So yesterday, I went off on some of the subtleties in elearning that are being missed. This is tied to last weeks posts about how we’re not treating elearning seriously enough. And part of it is in the knowledge and skills of the designers, but it’s also in the process. Or, to put it another way, we should be using steps and tools that align with the type of learning we need. And I don’t mean ADDIE, though not inherently.
So what do I mean? For one, I’m a fan of Michael Allen’s Successive Approximation Model (SAM), which iterates several times (tho’ heuristically, and it could be better tied to a criterion). Given that people are far less predictable than, say, concrete, fields like interface design have long known that testing and refinement need to be included. ADDIE isn’t inherently linear, certainly as it has evolved, but in many ways it makes it easy to make it a one-pass process.
Another issue, to me, is to structure the format for your intermediate representations so that make it hard to do aught but come up with useful information. So, for instance, in recent work I’ve emphasized that a preliminary output is a competency doc that includes (among other things) the objectives (and measures), models, and common misconceptions. This has evolved from a similar document I use in (learning) game design.
You then need to capture your initial learning flow. This is what Dick & Carey call your instructional strategy, but to me it’s the overall experience of the learner, including addressing the anxieties learners may feel, raising their interest and motivation, and systematically building their confidence. The anxieties or emotional barriers to learning may well be worth capturing at the same time as the competencies, it occurs to me (learning out loud ;).
It also helps if your tools don’t interfere with your goals. It should be easy to create animations that help illustrate models (for the concept) and tell stories (for examples). These can be any media tools, of course. The most important tools are the ones you use to create meaningful practice. These should allow you to create mini-, linear-, and branching-scenarios (at least). They should have alternative feedback for every wrong answer. And they should support contextualizing the practice activity. Note that this does not mean tarted up drill and kill with gratuitous ‘themes’ (race cars, game shows). It means having learners make meaningful decisions and act on them in ways like they’d act in the real world (click on buttons for tech, choose dialog alternatives for interpersonal interactions, drag tools to a workbench or adjust controls for lab stuff, etc).
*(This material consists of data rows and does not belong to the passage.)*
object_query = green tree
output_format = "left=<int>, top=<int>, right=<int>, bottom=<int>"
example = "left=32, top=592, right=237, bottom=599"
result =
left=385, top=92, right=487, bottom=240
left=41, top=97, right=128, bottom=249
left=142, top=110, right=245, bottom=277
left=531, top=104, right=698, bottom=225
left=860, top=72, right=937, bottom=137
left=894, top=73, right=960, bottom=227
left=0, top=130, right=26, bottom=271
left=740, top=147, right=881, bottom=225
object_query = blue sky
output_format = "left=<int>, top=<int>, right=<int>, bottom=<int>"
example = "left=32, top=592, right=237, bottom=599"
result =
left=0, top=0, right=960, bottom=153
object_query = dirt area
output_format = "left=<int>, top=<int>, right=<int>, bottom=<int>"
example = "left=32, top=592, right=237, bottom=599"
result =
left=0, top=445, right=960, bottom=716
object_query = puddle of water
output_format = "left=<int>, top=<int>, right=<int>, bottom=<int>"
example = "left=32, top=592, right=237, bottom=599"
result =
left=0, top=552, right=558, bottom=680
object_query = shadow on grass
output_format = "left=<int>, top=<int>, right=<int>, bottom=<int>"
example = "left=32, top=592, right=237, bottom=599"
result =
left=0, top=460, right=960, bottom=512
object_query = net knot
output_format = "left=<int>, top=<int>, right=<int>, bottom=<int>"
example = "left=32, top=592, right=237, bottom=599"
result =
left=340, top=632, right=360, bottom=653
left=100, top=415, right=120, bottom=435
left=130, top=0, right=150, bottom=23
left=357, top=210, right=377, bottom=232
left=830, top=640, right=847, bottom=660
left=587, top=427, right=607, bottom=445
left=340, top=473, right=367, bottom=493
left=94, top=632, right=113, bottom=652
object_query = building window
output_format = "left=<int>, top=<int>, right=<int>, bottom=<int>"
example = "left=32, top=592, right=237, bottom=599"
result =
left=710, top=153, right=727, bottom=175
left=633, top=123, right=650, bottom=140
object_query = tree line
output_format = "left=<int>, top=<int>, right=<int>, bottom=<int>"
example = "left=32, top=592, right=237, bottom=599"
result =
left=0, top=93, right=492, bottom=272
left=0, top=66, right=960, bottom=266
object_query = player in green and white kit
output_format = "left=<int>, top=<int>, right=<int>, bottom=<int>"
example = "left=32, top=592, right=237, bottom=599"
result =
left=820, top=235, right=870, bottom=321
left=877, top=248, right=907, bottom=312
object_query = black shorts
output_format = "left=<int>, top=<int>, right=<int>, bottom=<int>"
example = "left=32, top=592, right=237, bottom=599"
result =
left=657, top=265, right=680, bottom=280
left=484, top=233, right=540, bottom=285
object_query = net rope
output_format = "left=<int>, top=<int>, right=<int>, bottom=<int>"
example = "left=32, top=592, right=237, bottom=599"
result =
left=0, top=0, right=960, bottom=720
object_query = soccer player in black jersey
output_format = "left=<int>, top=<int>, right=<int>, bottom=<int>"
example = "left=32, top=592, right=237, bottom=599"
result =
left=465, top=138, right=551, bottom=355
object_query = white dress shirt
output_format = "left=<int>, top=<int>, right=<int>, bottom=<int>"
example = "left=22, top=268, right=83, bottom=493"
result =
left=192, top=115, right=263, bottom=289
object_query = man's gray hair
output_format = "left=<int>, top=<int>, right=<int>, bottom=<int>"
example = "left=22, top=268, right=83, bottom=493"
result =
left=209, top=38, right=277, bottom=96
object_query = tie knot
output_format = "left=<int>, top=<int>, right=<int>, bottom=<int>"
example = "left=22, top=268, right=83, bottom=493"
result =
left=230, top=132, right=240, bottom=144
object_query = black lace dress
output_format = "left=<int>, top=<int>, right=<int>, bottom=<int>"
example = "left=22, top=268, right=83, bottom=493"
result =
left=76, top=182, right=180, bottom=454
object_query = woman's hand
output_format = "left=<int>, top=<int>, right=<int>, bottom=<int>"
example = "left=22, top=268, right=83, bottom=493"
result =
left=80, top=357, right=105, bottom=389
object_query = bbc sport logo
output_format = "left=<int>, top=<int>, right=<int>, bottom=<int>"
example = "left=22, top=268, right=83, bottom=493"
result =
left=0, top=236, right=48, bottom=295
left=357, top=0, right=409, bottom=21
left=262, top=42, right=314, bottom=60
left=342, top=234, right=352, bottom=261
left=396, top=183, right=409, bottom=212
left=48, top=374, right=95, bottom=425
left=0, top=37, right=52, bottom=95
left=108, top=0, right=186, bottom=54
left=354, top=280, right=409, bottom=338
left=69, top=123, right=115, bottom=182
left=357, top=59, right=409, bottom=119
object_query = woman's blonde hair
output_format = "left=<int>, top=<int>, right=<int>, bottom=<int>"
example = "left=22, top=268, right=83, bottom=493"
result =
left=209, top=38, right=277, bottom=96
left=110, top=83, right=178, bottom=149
Putting in place processes that only use formal learning when it makes sense, and then doing it right when it does make sense, is key to putting L&D on a path to relevancy. Cranking out courses on demand, focusing on measures like cost/butt/seat, adding rote knowledge quizzes to SME knowledge dumps, etc are instead continuing down the garden path to oblivion. Are you ready to get scientific and strategic about your learning design?